Why is an implicit conversion from non-const to const allowed for pointers in the first place?

Question

I understand that implicit conversion from non-const to const is not dangerous when handling values, by example:

int mutable = 5;
const int immutable = mutable;

However, when working with pointers, I can do something as follows:

int some_number = 5;
int *mutable = &some_number;
const int *immutable = mutable;    // <= Legal, but isn't it dangerous?
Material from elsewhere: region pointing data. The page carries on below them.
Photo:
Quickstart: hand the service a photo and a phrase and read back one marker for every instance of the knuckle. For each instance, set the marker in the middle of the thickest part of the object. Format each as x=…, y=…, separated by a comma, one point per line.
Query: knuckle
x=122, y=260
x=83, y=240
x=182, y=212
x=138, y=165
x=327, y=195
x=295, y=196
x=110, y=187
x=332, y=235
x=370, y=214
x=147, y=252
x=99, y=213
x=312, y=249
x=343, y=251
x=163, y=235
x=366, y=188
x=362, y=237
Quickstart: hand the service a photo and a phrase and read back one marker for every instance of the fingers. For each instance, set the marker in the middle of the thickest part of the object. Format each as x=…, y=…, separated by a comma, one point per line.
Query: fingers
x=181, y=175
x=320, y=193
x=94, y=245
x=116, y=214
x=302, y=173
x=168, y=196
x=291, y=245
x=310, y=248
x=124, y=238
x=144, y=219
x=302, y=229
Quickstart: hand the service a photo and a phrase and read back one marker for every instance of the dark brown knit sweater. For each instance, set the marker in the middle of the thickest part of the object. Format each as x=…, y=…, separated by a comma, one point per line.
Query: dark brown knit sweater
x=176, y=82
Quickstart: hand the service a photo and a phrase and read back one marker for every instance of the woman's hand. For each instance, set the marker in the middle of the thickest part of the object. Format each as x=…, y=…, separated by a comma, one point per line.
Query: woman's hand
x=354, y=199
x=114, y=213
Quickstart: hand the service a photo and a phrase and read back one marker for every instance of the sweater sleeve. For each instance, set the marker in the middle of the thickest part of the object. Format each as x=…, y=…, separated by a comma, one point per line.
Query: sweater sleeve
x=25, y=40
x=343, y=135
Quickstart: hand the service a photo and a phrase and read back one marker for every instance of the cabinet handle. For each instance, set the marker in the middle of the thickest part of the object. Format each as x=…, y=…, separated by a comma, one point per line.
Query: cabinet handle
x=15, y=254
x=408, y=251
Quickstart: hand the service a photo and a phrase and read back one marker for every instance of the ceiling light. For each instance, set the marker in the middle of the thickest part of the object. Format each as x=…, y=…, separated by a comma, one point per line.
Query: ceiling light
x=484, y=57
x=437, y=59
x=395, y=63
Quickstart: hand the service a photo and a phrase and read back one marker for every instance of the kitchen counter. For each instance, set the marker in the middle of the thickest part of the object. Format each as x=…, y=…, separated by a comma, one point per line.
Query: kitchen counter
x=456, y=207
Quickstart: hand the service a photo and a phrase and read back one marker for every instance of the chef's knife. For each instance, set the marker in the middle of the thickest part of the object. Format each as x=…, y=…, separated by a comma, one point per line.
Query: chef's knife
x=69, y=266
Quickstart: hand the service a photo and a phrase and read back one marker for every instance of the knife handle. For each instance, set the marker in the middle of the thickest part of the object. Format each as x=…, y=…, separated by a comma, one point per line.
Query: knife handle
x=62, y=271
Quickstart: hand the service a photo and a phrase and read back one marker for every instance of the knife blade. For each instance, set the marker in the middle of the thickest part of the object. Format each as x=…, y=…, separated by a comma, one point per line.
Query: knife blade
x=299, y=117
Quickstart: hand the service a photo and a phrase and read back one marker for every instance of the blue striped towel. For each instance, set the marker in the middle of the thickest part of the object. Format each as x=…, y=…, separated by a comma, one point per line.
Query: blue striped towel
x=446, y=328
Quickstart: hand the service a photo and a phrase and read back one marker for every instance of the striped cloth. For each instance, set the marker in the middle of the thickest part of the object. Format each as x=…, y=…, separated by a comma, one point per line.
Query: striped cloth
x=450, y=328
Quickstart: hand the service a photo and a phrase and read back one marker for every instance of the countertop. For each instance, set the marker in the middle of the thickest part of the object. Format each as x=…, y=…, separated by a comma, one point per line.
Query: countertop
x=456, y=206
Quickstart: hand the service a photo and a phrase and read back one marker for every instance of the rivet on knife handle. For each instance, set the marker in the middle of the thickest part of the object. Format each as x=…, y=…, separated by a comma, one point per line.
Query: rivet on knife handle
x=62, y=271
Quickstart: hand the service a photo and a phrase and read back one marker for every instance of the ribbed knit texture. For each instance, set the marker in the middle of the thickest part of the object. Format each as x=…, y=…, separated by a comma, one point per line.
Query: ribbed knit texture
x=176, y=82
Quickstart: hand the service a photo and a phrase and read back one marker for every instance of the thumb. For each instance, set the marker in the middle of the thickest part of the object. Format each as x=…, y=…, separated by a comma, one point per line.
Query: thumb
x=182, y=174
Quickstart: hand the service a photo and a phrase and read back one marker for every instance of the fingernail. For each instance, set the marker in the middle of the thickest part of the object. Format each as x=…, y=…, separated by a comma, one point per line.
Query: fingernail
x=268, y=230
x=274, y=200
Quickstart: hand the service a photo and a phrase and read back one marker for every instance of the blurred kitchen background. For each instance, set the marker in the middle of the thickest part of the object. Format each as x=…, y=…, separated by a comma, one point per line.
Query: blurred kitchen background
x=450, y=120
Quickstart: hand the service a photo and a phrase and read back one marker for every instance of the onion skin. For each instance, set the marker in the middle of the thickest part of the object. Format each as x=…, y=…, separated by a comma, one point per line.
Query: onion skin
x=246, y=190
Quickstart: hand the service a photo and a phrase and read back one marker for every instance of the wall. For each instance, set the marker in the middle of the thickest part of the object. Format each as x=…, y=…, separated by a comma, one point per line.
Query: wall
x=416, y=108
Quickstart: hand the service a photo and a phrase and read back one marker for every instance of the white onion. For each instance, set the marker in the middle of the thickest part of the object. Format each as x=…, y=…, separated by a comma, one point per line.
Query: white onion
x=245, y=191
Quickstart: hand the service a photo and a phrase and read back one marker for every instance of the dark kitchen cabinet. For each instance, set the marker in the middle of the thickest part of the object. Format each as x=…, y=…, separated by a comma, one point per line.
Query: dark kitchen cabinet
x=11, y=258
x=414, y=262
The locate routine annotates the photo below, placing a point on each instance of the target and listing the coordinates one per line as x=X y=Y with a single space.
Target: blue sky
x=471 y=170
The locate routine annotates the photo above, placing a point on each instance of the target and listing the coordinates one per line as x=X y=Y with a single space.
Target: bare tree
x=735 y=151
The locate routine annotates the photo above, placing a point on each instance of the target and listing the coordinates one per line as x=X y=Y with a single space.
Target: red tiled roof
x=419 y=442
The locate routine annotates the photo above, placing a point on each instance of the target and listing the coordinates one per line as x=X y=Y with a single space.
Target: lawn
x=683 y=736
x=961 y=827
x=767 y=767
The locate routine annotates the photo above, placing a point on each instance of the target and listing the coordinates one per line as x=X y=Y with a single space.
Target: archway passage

// Let's try to break const
printf("%d\n", *immutable);        // Prints 5
mutable[0] = 10;
printf("%d\n", *immutable);        // Prints 10

By the way, for double pointers this is not allowed (at least you get a warning)! See this question and the references therein.

Answer 1

From the C11 standard (draft N1570):

6.7.3 Type qualifiers

Syntax

1. type-qualifier:
   const
restrict
volatile
_Atomic

[...]

Semantics:

4. The properties associated with qualified types are meaningful only for expressions that are lvalues.

[...]

EXAMPLE 1

An object declared

extern const volatile int real_time_clock;

may be modifiable by hardware, but cannot be assigned to, incremented, or decremented.

In simple terms:

const doesn't mean a value never changes. It only means that you are not allowed to change it¹.

For callees , const is a restriction, not a promise.
For callers however, it is a promise. Passing a const pointer to a function, you can safely assume that the function will not change your data², thus is "making a promise to you".

---

¹ ...through the identifier with the const qualifier.
² ...through the const argument passed to it.